Whilst this is going on Master Lumper Gabriel Franks is quietly enjoying a drink in his pub close by to the police office. He and his associates can hear the disruption, they also hear the gunfire and see the crowd rapidly dispersing….Gabriel Franks then attends the police office and offers his assistance but is informed that the doors are locked and barred and nobody comes in or out…. Gabriel should without doubt gone back to his pub….But he didn’t….Instead he remained nearby to observe what would happen next….The angry crowd are now rushing back to exact revenge….Colquhoun reads the riot act and Gabriel suddenly realises that he and his associates are in danger….he decides to leave and try to find a cutlass to protect themselves with if needs be…..As he moves away another musket shot rings out and Franks receives a fatal wound to his chest….Before he died he was questioned but he could give no clue as to who had fired the shot…..Indeed, the person who pulled the trigger was never identified.

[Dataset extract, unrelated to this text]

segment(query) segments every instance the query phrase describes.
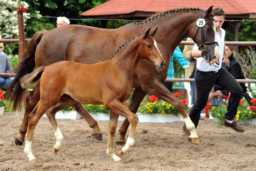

The Government now had a problem….This officially sanctioned body of police now had an officer murdered and such actions could not go unpunished….In the absence of a murder suspect who should be put on trial?….James Eyers, the hot headed brother of the original thief was arrested, charged and sent for trial at the Old Bailey on Jan 9th 1799.

When the judge donned his black cap to read the death sentence he uttered the words “And may the Lord have mercy on your soul” to which Eyers replied “Amen Sir, I hope he will”.

We know from the court records (Old Bailey online) that Eyers was sentenced to hang but we don’t know if the sentence was carried out…. In those days a person charged with a capital offence but did not actually do the killing yourself then SOMETIMES you might have the sentence commuted to either life imprisonment or perhaps transportation….We just don’t know.

In order to record the fact that Gabriel Franks was the first marine police officer to be killed in the line of duty, one of the current fleet of police launches used by the modern day Marine Policing Unit (MPU) of the Metropolitan Police is named GABRIEL FRANKS.